What I learned while serving in public office is that no system is more unjust than the criminal justice system. One of the most neglected classes of people on the planet aren’t those living impoverished lives in third world countries, but men coming out of prison after having completed their jail sentences. Every day, they are released on to main street, after years of incarceration, with only a few dollars in their pockets and little hope of a helping hand. Apparently, the ordinary citizen believes that, magically, these people will reintegrate into society and do no more harm.

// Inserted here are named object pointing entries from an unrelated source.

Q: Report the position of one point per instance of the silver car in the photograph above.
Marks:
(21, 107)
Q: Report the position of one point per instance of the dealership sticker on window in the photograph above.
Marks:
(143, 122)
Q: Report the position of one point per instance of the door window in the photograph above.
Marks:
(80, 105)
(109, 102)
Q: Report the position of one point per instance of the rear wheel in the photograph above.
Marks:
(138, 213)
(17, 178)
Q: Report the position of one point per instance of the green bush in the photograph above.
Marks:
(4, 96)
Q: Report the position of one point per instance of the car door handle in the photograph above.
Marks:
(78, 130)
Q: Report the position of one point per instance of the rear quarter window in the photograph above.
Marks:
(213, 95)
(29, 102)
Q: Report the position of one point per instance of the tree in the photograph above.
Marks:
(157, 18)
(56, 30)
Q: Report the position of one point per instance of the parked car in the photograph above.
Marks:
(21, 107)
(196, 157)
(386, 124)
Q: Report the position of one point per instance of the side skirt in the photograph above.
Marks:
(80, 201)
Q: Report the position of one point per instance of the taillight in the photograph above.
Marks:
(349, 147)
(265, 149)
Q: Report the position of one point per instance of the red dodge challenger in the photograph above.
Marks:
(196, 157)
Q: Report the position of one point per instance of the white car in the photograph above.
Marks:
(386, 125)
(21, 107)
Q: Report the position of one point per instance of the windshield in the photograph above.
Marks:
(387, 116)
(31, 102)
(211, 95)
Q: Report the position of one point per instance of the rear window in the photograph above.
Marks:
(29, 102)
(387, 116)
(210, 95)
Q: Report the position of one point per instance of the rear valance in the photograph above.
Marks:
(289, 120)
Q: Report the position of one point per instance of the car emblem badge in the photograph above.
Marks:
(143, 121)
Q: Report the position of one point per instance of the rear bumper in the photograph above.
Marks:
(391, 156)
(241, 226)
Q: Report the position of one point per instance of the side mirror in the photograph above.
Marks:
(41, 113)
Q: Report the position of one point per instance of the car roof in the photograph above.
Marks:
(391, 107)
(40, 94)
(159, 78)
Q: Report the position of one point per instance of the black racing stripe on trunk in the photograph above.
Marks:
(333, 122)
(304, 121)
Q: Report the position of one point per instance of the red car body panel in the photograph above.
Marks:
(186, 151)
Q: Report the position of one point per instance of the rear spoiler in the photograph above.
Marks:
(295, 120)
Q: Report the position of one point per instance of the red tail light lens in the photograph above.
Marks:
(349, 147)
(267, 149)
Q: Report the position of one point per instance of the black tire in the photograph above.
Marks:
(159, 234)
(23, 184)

In reality, returning ex-offenders among the public without a support system is like putting wolves among the sheep. These men will re-offend and the public will thirst for vengeance. Any politician foolish enough to provide help for these offenders will be labeled soft on crime and ostracized by good, honest citizens. Society, it seems, prefers to spend obscene sums of money to catch criminals and to house and feed them, rather than invest in programs to prevent crimes.
In her new book, Chasing Gideon: The Elusive Quest for Poor People’s Justice, Karen Houppert looks at the other end of the spectrum: how individuals get into the criminal justice system in the first place. That, too, provides another harrowing picture. As a society, we absolve our guilt about convicting an honest man by providing a lawyer to the accused if he cannot afford one. Of course, that promise is little more than lip service. As Houppert points out, the average public defender carries a caseload of between 400 to 600 cases a year. The numbers are so horrific that sometimes the lawyer and his client meet for the first time in the courtroom. Justice cannot prevail when there is, essentially, no defense. One man, according to the author, spent 27 years in prison convicted solely on the testimony of a mentally ill heroin addict with a history of hallucinations. Unfortunately, the attorney for the accused didn’t know or failed to be to mention this fact to the jury. (“News”, by Leonard Pitts , Jr. The Week, March 29, 2013, pg. 12.)
The justice system in the United States is in shambles. It needs champions like those who served the Feminist and Civil Rights movements. Unfortunately, those in need of such champions are the least among us, the most unsympathetic and the most feared. I have no idea from where these champion will emerge, but I do know it won’t be from among the politicians.